Updated climate commitments fall far short, but net-zero pledges provide hope
Analysis of countries' plans to fight climate change show they are not enough to avoid the worst impacts unless further promises are kept.
New and updated climate commitments fall far short of what is needed to meet the goals of the Paris Agreement of keeping temperature rises well below 2°C above the average temperature before the industrial revolution and ideally below 1.5°C.
Currently, the commitments leave the world on track for a global temperature rise of at least 2.7°C this century, according to the UN Environment Programme's "Emissions Gap Report 2021: The Heat Is On," co-authored by an Imperial researcher.
The report analyzes the impacts of countries' updated Nationally Determined Contributions (NDCs) – non-binding national plans proposing climate actions, such as cutting greenhouse gas emissions, to achieve the targets set out in the Paris Agreement in 2015.
It finds that the latest submitted NDCs—and other commitments made for 2030 but not yet submitted in an updated NDC—only take an additional 7.5 percent off predicted annual greenhouse gas emissions in 2030, compared to the previous round of commitments. Reductions of 30 percent are needed to stay on a pathway for 2°C and 55 percent for 1.5°C.
Defining pivot point
Released ahead of the UN Climate Change Conference (COP26), the latest round of climate talks taking place in Glasgow in November, the report also finds that additional net-zero pledges—promises to balance the amount of greenhouse gases emitted with that removed from the atmosphere—could make a big difference.
If fully implemented, these pledges could bring the predicted global temperature rise down to 2.2°C, providing hope that further action could still head off the most catastrophic impacts of climate change. However, net-zero pledges are still vague, incomplete in many cases, and inconsistent with most 2030 NDCs.
Dr. Joeri Rogelj, director of research at Imperial's Grantham Institute—Climate Change and the Environment, has been a Lead Author on the reports for the past decade, and this year led the report's chapters on net-zero targets and on the global emissions gap).
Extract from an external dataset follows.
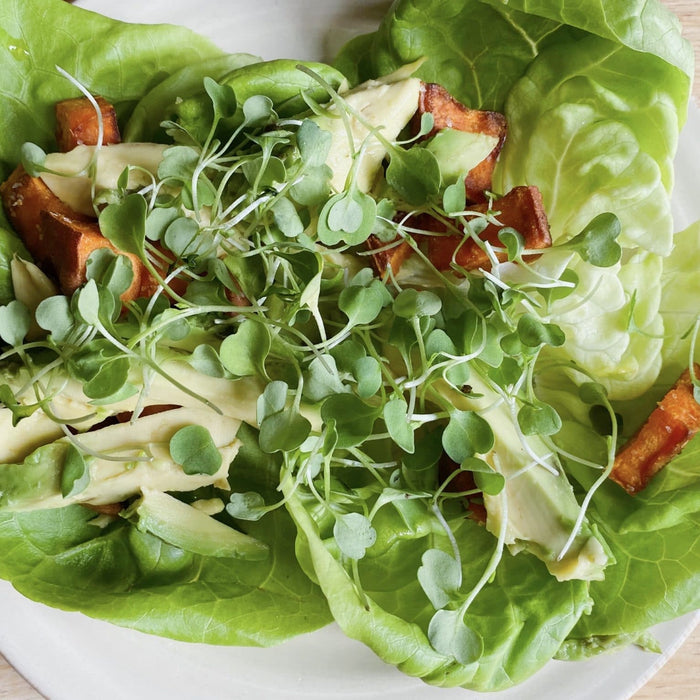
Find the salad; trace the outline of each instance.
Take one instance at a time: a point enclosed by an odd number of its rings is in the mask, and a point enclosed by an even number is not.
[[[578,5],[398,2],[326,65],[6,3],[0,575],[187,641],[335,620],[478,690],[697,609],[695,442],[634,496],[609,478],[693,368],[692,53],[658,3]],[[76,97],[98,137],[56,154]],[[80,245],[17,235],[25,176]],[[505,221],[523,188],[551,245]]]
He said: "For the first time, the most optimistic interpretation of all pledges that are put on the table add up to global best estimate warming just below 2.0°C over the course of this century. That is not yet in line with keeping warming 'well below' 2°C or 1.5°C, but encouraging nevertheless. After the promises, we now need plans and policies to deliver on the emissions reductions.
"UNEP has been tracking progress on climate action for the past decade, and shows that discussions at the forthcoming COP26 climate summit can be a defining pivot point in our response to the climate change challenge."
Clock is ticking
A total of 49 countries plus the EU have pledged a net-zero target in addition to their NDCs. This covers over half of global domestic greenhouse gas emissions and a third of the global population. Eleven targets are enshrined in law, covering 12 percent of global emissions.
Current NDCs are predicted to lead to a 2.7°C temperature rise. However, if made robust and implemented fully, net-zero targets could shave an extra 0.5°C off global warming, bringing the predicted temperature rise down to 2.2°C. However, many of the national climate plans delay action until after 2030, raising doubts over whether net-zero pledges can be delivered.
Inger Andersen, executive director of UNEP, said: "To stand a chance of limiting global warming to 1.5°C, we have eight years to almost halve greenhouse gas emissions: eight years to make the plans, put in place the policies, implement them and ultimately deliver the cuts. The clock is ticking loudly."